Tactically, we continue to believe that caution is warranted, and we remain focused on capital preservation.  As declines occur, more opportunities will present themselves and while we are waiting, we continue to search for new opportunities in private equity, global assets, and eventually US equity & fixed income once they meaningfully decline.

Why cash is sometimes king!

Looking Ahead to Q2/2015

It is interesting how cash can go highly into and out of favor at bottoms and tops of markets.  Where cash was king in 2008-2009 when markets were crashing, cash today is scorned. “I want to put my cash to work” is a common phrase used today, as it was used in 2007, and 2000 right before major market declines.

However, at peaks and at troughs, views on cash should also be contrarian.  At peaks, when cash is trash, cash should really be king, as a buffer against imminent declines.  And at troughs, when cash is king, cash should really be trash, opting for investments that are significantly undervalued and due to increase over the long-term ahead.

Right now, our view is that cash should be king.  Not only are markets peaking, with imminent declines ahead, but inflation is low and the rapidly rising US dollar (20% gain in last 6-9 months) is helping cash to be worth a lot more.  Priced in US dollars, buying gas is far cheaper today than it was a year ago, traveling overseas is cheaper than it has been in over a decade, and even real estate has started to level off in the last six months.

So enjoy your cash, as it goes farther today than it has in recent history. You will also relish your cash tomorrow when it provides a buffer against market declines, and then becomes the lifeblood of new investments at the bottom of the market cycle.
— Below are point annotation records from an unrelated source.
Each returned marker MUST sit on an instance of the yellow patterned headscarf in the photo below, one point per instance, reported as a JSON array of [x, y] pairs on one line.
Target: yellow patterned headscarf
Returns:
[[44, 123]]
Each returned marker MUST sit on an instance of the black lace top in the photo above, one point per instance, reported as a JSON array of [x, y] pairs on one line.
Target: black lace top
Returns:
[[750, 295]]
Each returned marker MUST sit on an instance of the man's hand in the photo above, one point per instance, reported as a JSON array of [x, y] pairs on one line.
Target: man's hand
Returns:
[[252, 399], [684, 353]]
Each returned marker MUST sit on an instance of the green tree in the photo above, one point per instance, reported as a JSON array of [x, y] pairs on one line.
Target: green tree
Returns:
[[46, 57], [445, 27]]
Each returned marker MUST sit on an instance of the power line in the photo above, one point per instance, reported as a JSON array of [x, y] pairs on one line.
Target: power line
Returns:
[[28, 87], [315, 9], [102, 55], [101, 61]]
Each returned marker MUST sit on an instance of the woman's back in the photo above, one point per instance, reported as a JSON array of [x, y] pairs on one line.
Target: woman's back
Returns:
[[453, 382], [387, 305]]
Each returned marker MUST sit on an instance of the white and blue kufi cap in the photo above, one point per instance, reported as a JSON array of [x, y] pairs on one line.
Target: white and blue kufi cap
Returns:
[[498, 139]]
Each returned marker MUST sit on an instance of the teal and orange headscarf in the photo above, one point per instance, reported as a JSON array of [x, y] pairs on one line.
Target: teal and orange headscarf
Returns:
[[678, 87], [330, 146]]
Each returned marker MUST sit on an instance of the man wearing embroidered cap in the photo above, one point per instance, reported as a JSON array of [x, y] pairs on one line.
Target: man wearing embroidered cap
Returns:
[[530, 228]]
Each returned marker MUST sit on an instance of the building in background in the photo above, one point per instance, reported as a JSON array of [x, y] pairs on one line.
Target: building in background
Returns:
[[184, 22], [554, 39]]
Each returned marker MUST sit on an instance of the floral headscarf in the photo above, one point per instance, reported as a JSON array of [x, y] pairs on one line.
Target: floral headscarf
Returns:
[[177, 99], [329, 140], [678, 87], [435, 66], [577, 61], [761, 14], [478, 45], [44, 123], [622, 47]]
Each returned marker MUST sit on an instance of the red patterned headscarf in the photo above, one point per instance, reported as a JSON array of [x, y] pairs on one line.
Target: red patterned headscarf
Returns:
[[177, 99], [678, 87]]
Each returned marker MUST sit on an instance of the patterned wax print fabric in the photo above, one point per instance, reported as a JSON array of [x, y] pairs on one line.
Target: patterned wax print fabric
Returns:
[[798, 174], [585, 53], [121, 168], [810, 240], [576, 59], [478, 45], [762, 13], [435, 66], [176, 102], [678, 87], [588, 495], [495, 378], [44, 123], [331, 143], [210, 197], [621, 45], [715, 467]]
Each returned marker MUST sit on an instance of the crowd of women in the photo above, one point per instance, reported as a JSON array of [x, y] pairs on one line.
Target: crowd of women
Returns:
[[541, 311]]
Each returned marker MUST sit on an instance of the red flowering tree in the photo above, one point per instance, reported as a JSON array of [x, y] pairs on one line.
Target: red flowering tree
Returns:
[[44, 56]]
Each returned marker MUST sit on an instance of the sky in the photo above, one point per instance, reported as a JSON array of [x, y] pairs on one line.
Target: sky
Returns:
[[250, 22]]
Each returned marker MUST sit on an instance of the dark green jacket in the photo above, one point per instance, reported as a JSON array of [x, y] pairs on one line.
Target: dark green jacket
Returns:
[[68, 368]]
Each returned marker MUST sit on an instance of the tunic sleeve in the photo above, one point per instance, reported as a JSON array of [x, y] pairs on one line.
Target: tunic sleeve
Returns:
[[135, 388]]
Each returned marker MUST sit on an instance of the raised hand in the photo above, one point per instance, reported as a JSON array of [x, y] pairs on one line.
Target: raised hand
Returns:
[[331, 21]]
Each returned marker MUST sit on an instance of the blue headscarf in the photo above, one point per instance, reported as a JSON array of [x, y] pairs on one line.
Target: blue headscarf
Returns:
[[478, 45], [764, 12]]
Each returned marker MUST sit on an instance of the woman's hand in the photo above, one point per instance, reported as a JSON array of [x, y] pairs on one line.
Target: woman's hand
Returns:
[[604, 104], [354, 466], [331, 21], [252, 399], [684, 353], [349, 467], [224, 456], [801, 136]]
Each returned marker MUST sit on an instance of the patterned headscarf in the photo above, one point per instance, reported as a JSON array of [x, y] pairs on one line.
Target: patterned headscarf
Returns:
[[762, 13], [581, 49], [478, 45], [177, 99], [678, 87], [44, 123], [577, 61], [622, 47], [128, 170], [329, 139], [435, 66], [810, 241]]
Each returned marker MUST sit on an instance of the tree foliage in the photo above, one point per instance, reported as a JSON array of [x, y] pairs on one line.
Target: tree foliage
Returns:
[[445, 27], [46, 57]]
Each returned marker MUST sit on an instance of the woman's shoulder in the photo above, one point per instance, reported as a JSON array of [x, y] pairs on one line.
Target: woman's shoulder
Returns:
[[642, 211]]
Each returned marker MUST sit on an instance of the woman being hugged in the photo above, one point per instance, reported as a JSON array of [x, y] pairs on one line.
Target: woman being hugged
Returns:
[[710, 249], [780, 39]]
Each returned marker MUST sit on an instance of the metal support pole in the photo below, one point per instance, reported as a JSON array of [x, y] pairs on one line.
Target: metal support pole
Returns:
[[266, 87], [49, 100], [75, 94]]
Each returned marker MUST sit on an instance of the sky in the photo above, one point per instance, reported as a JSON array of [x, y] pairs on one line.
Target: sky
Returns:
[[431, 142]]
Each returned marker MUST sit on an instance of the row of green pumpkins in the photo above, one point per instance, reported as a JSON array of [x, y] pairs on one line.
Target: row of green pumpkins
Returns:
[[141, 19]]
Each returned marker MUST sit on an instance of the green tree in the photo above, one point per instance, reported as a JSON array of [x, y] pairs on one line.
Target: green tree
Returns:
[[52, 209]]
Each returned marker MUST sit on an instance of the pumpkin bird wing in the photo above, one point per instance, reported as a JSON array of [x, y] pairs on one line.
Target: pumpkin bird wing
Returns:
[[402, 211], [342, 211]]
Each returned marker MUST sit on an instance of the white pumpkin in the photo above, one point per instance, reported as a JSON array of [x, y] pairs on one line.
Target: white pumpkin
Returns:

Until such time, we will tactically continue to search for more undervalued opportunities, but will never get sucked into the “putting all my cash to work” philosophy that is so strong at tops of bull markets.

For Global Index and Rotation portfolios, cash is not used as an asset class, but having cash on the side means that there will be an opportunity ahead to put money to work once the market eventually declines.